Then you can install paip
:
git clone [email protected]:biocodices/paip.git
cd paip
pip install -r requirements.txt
python setup.py install # This will make the paip command available
You also need to clone and install these packages:
git clone [email protected]:biocodices/vcf_to_dataframe.git
cd vcf_to_dataframe
python setup.py install
git clone [email protected]:biocodices/anotala.git
cd anotala
python setup.py install
# Now you should be able to run paip
paip --help
Grab the software in paip/software
and install it in your system (the instructions
vary for each program, check their READMEs). These are the programs that will
be used during the pipeline.
SnpEff and VEP need some special steps to prepare local annotation databases.

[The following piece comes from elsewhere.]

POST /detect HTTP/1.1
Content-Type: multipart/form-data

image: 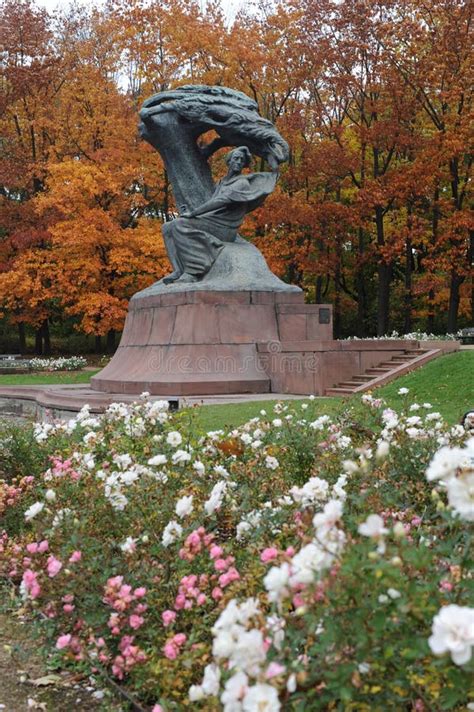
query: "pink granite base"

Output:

I will use ~/paip_resources
as the resources folder throught this guide,
but you can choose any other path:
mkdir -p ~/paip_resources/snpeff_data
mkdir -p ~/paip_resources/vep_data
# Download Snpeff human genome database:
java -jar /path/to/snpeff.jar \
download GRCh37.70 \
-datadir ~/paip_resources/snpeff_data
# Install VEP:
/path/to/VEP/INSTALL.pl \
-c ~/paip_resources/vep_data \
-d ~/paip_resources/vep_data \
-s homo_sapiends_merged \
-y GRCh37
You also need to download some resources from the web. Browse GATK bundle ftp servers to get the reference genome. For the GRCh37 version, I ran this command:
wget ftp://[email protected]/bundle/2.8/b37/human_g1k_v37.fasta.gz
Warning: the decompressed file will weigh ~3Gb.
Also from GATK servers, get files for known indels:
- 1000 Genomes indels (VCF)
- Mills and 1000 Genomes Gold Standard (VCF)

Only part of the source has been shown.